Ma chronique sur le film : « Cloclo » for ever young…

« CLOCLO » Un film réalisé par Florent Emilio SIRI en salle depuis le 14 mars 2012

« J’ai eu moi aussi dix-sept ans
Le monde n’était pas différent
,
Certains n’avaient rien à gagner,
Des places leur étaient réservées
L’été ils avaient la villa
L’auto que leur prêtait papa
Leur mère leur donnait plein d’argent
Certains ont tout à dix-sept ans… »

La la la la, voilà comment le film commence. « CLOCLO », l’idole mal aimée devenue le trop aimé des trente glorieuses. Celui dont on entendait la voix durant les communions, les mariages, les ruptures. Celui qui fit guincher la France d’en bas tandis que la France intello trotskiste se pâmait toujours pour un fragment d’Hiroshima sans amour. On a tous en nous quelque chose de CLOCLO, une senteur de Magnolia entêtante qui ne veut pas se faire la malle. Et c’est bien là la raison de ce biopic magistral : faire de CLOCLO notre madeleine de Proust, celle que l’on déguste en cachette une fois le pince-fesses en ville terminé.

Merci Monsieur le réalisateur – Florent Emilio SIRI – pour ce  grand moment de cinéma. Au-delà du portrait d’un chanteur populaire, CLOCLO est un sacré bon film qui serre notre petit cœur rendu trop souvent aride. Pas d’intellectualisme pédant dans ce film – ce n’eut pas été rendre grâce à celui qui disait chanter pour les pauvres – mais un hommage frémissant à cet homme survolté qui fut l’une des dernières grandes stars de la chanson française. Une star aussi flamboyante qu’ombrageuse, torturée par ses contradictions et malédictions.

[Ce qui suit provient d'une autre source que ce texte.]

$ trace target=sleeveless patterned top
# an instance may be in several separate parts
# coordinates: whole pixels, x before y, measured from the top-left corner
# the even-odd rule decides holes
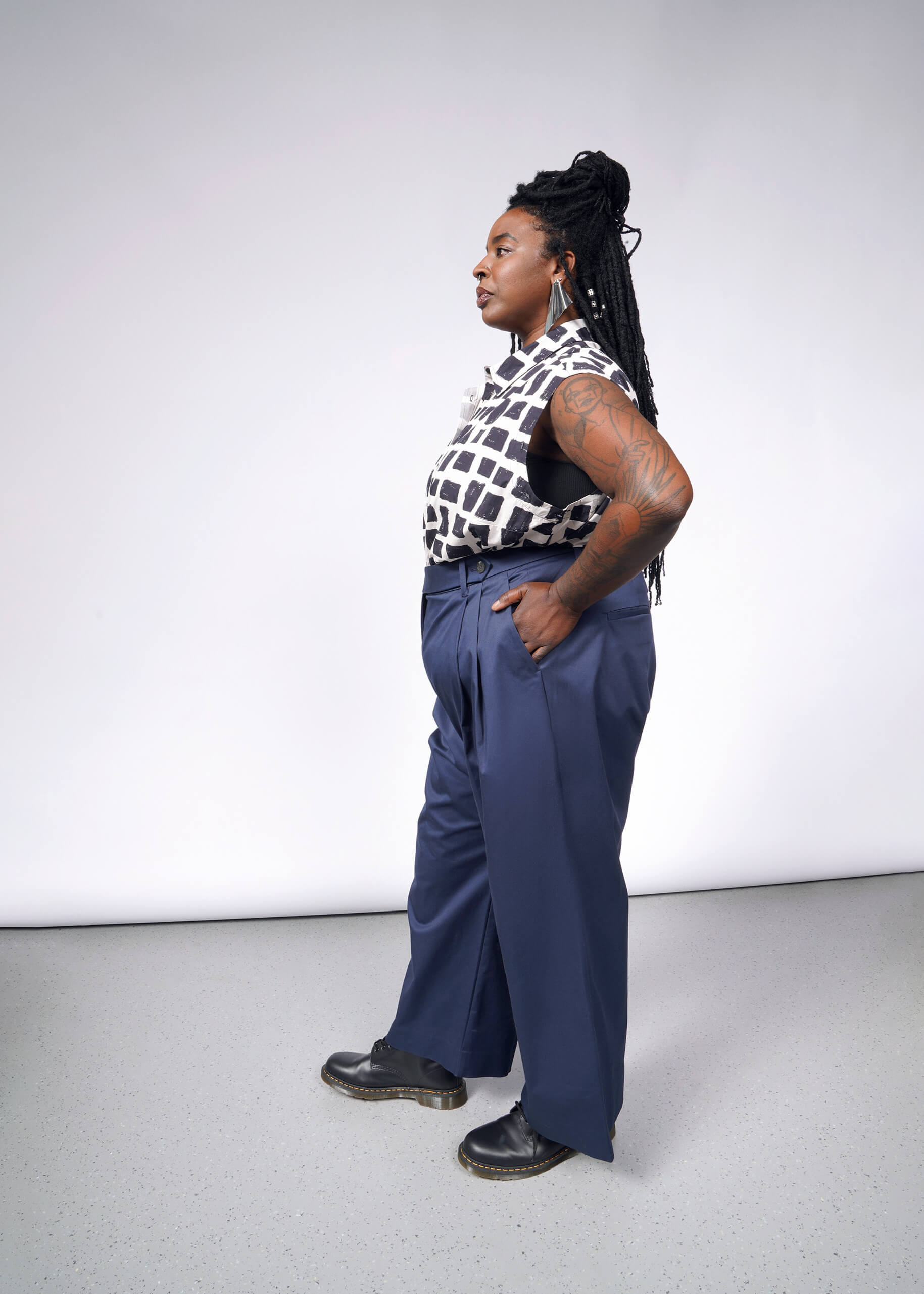
[[[423,512],[427,563],[456,562],[492,549],[581,546],[610,502],[585,494],[567,507],[545,503],[527,477],[533,427],[560,382],[599,373],[635,404],[620,366],[597,345],[584,320],[560,324],[538,342],[485,366],[480,388],[462,405],[462,421],[430,474]]]

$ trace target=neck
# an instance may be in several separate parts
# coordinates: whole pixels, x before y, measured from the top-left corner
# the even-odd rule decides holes
[[[559,324],[571,324],[572,320],[580,320],[580,317],[581,316],[577,313],[577,307],[572,302],[568,309],[564,311],[563,314],[558,316],[558,318],[553,324],[553,327],[558,327]],[[540,325],[537,325],[534,329],[527,333],[527,335],[523,338],[523,345],[529,345],[531,342],[538,342],[541,336],[545,336],[545,320],[542,320]]]

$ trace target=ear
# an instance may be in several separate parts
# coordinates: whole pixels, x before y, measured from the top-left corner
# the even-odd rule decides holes
[[[571,278],[571,276],[575,273],[575,254],[573,254],[573,251],[562,252],[562,255],[559,258],[556,258],[556,260],[555,260],[555,277],[556,278],[558,278],[558,276],[559,276],[559,273],[562,270],[564,270],[567,278]]]

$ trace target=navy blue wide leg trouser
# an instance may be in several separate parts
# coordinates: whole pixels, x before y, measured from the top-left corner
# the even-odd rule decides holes
[[[490,609],[578,553],[509,549],[426,571],[436,731],[410,965],[387,1036],[470,1078],[507,1074],[519,1042],[533,1127],[612,1159],[626,1029],[620,840],[655,677],[647,591],[630,580],[538,663],[511,609]]]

Tour à tour tyrannique, maniaque, paranoïaque puis enfin généreux et solaire comme savent l’être les orientaux. Bipolaire de génie, CLOCLO est l’illustration exemplaire d’une résilience réussie. D’une enfance piétinée puis désertée par le soleil, il a su faire éclore un champ de magnolias. Et quel champ. Un champ parsemé de paillettes, de vitamines C, de filles sexy en micro shorts, de Tamla Motown revisitée et de disco sous LSD qui n’a pas pris une ride.

Pour interpréter CLOCLO, Jeremy Renier s’est glissé avec aisance dans le costume à paillettes du maitre des Dance Floors. Il sait autant jouer de sa candeur que de son énergie pour mettre en lumière un CLOCLO tellement vraisemblable qu’il en devient troublant. Chapeau l’artiste pour cette interprétation simple et poignante qui évite l’écueil de la performance à oscars. Pour l’accompagner dans cette chorégraphie 100% peps, Jeremy Renier est entouré d’un casting irréprochable avec une spéciale dédicace à la comédienne – Monica Scattini – qui interprète sa mère, désarmante de justesse en mama italienne nostalgique du phare d’Alexandrie.

CLOCLO adulait Frank Sinatra « dit the Voice » et le petit garçon incompris réalisa son rêve. Comme d’habitude devint My Way. Tube mythique à jamais inscrit dans la mémoire collective. CLOCLO est un grand film populaire sur un grand chanteur populaire au sens noble du terme, car comme disait Maria Callas qui en connaissait un rayon en matière de chant : « Il vaut mieux être un bon chanteur populaire qu’un mauvais chanteur d’opéra. »

Alors, pas de snobisme, ne boudez pas votre plaisir : sortez votre madeleine du Proust du placard, revêtez vos chemises cols pelle-à-tarte et vos chaussures à talonnettes, il est temps de festoyer avec Barracuda. BA-RRA-CU-DA.